In February 2025, the 225th SAB was reorganized into the 225th Separate Assault Regiment (SAR) of the Ground Forces of the Armed Forces of Ukraine. Shyriaiev was appointed as the regimental commander.

In May 2025, a British drone, StormShroud air system, went into operation to disrupt enemy radar at long range and allow combat jets to attack targets unseen. Ukraine has sent drone instructors to Britain to teach both Ukrainian and British soldiers how to defend against unmanned air vehicles.

===Kursk operation===
Since August 6, 2024, the 225th Separate Assault Battalion has been participating in battles in the Kursk region, Russia.

===Clashes with North Korean soldiers===
In early February 2025, the first combat clashes between the 225th SAR under the command of Shyriaiev and the North Korean army in the Kursk region took place. According to Shyriaiev in a commentary to CNN, as of the second half of March 2025, the 225th SAR in the Kursk region had a "normal tactical position."

===Allegations of shooting retreating soldiers===
On 30 July 2026, Ukrainian investigative outlet Texty reported that they had received a voice message from members of the 225th SAR, in which Shyriaiev allegedly ordered the shooting of retreating troops in a voice message to the unit during the Kursk campaign, stating that "There is only a specific request over the radio: 'permission to move.' Everything else is the enemy.

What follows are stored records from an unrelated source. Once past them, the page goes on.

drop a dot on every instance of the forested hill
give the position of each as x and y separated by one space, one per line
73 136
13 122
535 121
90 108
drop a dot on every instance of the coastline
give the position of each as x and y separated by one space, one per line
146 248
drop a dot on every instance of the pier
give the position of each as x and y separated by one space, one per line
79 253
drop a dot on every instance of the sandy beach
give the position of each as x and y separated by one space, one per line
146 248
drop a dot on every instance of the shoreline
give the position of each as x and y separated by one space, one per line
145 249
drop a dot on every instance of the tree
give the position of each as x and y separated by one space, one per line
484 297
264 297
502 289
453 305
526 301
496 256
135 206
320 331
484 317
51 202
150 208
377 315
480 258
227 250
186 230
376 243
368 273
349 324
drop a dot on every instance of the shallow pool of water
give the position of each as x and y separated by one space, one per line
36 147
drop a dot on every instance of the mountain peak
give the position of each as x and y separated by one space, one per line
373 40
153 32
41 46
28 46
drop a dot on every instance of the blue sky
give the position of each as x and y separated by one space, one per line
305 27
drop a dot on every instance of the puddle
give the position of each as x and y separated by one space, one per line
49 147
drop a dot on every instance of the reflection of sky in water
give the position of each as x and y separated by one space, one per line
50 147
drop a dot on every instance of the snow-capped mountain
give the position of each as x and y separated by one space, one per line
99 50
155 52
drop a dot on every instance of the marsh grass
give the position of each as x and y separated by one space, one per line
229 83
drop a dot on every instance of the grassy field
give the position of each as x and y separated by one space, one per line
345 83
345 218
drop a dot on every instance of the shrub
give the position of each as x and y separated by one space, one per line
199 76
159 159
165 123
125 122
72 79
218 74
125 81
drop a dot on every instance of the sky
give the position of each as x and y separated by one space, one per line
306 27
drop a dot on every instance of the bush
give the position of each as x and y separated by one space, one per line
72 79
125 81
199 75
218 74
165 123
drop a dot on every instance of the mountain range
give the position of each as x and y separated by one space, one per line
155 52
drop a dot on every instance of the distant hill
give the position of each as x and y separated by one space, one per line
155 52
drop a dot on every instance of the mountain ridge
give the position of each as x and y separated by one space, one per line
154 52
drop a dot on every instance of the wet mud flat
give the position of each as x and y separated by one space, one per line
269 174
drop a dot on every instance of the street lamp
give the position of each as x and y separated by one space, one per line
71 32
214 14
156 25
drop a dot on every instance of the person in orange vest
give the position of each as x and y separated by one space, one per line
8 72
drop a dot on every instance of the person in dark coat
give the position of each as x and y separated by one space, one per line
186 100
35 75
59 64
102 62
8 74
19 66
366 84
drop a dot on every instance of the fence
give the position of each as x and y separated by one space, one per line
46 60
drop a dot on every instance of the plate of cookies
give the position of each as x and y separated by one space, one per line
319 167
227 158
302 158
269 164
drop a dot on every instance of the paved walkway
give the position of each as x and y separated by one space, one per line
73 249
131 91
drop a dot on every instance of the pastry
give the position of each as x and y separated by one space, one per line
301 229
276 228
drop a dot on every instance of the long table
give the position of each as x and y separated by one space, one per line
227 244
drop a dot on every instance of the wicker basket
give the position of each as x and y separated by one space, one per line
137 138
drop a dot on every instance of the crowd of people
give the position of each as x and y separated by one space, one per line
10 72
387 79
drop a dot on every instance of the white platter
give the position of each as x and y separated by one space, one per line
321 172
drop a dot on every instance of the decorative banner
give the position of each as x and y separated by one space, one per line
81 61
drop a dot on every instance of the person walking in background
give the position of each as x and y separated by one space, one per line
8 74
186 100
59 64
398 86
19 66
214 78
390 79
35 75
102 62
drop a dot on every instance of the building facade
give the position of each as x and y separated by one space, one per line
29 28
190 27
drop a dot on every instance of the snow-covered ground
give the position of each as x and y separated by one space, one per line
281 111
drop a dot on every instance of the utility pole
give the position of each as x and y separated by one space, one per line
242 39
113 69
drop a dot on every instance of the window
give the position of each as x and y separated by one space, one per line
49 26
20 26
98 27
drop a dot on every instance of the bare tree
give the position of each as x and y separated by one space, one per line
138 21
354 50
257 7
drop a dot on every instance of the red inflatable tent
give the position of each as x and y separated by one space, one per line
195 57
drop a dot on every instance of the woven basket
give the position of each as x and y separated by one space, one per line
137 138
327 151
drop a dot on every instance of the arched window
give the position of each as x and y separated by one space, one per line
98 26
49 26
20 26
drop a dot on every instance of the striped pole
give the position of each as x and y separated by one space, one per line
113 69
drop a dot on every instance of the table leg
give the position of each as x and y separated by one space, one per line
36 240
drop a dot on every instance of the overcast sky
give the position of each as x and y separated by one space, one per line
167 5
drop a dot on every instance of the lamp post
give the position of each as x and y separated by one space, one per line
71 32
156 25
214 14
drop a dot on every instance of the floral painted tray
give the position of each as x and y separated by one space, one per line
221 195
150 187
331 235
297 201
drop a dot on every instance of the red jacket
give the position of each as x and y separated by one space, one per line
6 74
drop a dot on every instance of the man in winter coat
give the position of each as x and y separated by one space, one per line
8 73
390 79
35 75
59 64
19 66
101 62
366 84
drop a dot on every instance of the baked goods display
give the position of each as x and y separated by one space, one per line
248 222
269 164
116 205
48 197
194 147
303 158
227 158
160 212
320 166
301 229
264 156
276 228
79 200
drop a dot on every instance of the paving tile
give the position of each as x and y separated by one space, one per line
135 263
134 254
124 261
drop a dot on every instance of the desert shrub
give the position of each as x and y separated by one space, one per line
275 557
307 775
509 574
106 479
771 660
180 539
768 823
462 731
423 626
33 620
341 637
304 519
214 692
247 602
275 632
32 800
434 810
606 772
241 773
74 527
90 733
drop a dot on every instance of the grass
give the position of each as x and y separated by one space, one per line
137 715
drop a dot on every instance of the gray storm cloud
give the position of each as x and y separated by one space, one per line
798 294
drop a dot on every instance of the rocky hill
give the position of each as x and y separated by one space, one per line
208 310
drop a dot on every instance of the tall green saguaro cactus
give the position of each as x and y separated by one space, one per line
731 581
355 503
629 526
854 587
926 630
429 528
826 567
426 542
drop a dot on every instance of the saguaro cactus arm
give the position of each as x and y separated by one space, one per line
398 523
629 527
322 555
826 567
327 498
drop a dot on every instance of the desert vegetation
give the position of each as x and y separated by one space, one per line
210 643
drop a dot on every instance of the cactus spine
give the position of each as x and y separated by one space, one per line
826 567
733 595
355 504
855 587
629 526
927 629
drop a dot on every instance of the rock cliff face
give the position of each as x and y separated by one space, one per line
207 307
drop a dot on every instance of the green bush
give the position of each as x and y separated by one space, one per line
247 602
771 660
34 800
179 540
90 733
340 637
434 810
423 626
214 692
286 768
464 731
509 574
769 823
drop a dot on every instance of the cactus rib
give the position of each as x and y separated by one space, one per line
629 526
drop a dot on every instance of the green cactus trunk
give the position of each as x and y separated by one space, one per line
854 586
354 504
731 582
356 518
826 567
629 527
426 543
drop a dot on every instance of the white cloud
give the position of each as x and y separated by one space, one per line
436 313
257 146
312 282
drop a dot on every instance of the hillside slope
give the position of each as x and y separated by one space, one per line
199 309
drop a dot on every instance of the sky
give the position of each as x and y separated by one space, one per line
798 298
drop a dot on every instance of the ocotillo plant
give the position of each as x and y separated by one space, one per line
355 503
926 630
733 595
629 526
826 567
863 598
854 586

Anything that's moving is the enemy. Anyone fleeing their positions is a deserter — and they're the enemy too. Stick to this rule." In response, Shyriaiev claimed that he was referring to Russian infiltrators disguised as Ukrainian soldiers.

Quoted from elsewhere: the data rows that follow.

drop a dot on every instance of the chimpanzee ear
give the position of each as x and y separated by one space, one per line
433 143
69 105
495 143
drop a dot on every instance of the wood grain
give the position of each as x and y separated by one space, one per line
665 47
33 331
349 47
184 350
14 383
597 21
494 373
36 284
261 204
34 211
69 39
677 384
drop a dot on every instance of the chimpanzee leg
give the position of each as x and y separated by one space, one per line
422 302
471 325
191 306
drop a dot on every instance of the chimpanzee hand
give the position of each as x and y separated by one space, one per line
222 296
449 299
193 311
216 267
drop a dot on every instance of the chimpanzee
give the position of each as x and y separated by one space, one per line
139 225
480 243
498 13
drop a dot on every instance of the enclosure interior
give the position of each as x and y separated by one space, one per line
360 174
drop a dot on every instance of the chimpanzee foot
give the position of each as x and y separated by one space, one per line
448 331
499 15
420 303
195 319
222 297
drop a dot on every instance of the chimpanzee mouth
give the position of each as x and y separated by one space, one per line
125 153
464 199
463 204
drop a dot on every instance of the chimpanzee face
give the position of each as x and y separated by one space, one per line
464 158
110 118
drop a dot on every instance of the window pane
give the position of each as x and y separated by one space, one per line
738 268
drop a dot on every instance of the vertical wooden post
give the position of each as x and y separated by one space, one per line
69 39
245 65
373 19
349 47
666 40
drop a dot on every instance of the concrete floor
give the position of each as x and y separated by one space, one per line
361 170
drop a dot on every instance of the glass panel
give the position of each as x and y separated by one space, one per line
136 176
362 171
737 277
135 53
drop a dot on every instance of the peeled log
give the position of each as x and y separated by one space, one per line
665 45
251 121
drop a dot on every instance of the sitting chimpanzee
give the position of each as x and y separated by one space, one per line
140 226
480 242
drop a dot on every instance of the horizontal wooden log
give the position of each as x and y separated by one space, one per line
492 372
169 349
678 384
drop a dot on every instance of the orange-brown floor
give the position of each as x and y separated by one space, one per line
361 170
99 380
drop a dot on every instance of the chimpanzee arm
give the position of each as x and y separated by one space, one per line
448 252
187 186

==Awards and recognition==
Shyriaiev was awarded the Hero of Ukraine title and Gold Star in recognition of his contributions during the Russian invasion of Ukraine. He also received the Order for Courage (3rd class) in 2022, the Order of Bohdan Khmelnytsky (3rd class) in 2023, and the Order of Danylo Halytsky in 2024.

Additionally, he has received the Medal For Military Service to Ukraine, an award from the President of Ukraine. He also received the Jubilee Medal (“25 Years of Ukraine's Independence”) and The Cross of Honor medal of the Ministry of Defense of Ukraine in 2024.